By including gay rights in the arc of the struggle for civil rights — the road “through Seneca Falls and Selma and Stonewall” — President Obama linked his presidency to ending antigay discrimination and underscored the legal wrong of denying gay people the freedom to marry. 

Now that Mr. Obama has declared that he believes denying gay people the right to wed is not only unfair and morally wrong but also legally unsupportable, the urgent question is how he will translate his words into action. To start, he should have his solicitor general file a brief in the Proposition 8 case being argued before the Supreme Court in March, saying that California’s voter-approved ban on same-sex marriage is unconstitutional. 

Just a day after the inauguration, Mr. Obama’s spokesman, Jay Carney, said that while Mr. Obama supports same-sex marriage as a policy matter, the president still believes it is an issue for individual states to decide. That was Mr. Obama’s formulation when he first announced his support for same-sex marriage in May, and even then it made no sense, except perhaps as political cover approaching the general election campaign. 

Marriage is traditionally regulated by the states, but there are constitutional limits on what states may do. The Supreme Court’s 1967 ruling in Loving v. Virginia prevented states from forbidding marriages between interracial couples like Mr. Obama’s own parents. 

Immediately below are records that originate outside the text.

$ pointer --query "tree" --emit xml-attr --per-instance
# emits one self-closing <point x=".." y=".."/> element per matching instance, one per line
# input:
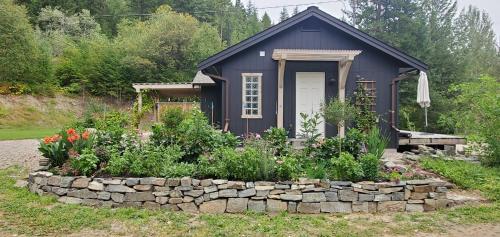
<point x="266" y="21"/>
<point x="284" y="14"/>
<point x="23" y="58"/>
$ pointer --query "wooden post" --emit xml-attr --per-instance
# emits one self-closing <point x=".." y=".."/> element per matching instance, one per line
<point x="281" y="82"/>
<point x="344" y="67"/>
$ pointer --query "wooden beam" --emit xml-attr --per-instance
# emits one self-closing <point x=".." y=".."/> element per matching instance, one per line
<point x="281" y="82"/>
<point x="344" y="67"/>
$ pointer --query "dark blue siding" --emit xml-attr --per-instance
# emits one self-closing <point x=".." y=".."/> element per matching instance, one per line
<point x="371" y="64"/>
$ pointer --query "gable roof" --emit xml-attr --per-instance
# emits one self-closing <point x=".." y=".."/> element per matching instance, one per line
<point x="306" y="14"/>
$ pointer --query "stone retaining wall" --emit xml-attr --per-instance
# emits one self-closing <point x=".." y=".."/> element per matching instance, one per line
<point x="219" y="196"/>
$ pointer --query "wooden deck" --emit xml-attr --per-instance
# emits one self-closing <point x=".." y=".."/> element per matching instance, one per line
<point x="423" y="138"/>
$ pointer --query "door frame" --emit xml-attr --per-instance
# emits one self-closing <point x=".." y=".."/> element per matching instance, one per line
<point x="322" y="126"/>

Furthermore, the day after the Proposition 8 case is argued, the Justice Department will be asking the Supreme Court to invalidate the Defense of Marriage Act, the atrocious 1996 statute that denies federal benefits to lawfully married same-sex couples. .  .  .  .  It is hard to see how the marriage act’s discrimination is presumptively invalid but not California’s wiping out of existing marriage rights for gay people that were mandated by the state’s top court. 

For the administration to be missing in action in this showdown risks conveying a message to the justices that it lacks confidence in the constitutional claims for ending gay people’s exclusion from marriage or that it believes Americans are not ready for a high court ruling making marriage equality the law of the land — impressions strikingly contradicted by legal precedent, the lessons of history and by the president’s own very powerful words. 

Mr. Obama’s Inaugural Address appeared to reflect a deepened understanding that the right to marry the person of one’s choice is a fundamental right “under the law.” He needs to make sure his solicitor general conveys that sound legal view loud and clear in the Proposition 8 case.

Kudos for the Times.  The only other thing it could have zeroed in on is the reality that religious based discrimination alone is the sole motivation behind both Proposition 8 and DOMA.   Obama needs to grow the balls to call religious based discrimination - something contrary to the Constitution's promise of religious freedom - out for what it is.  If the Christofascists don't like the tuth, so what.  They don't vote Democrat anyways.  Religious based bigotry needs to become just as socially unacceptable as open racism has become - or at least has become outside of today's GOP.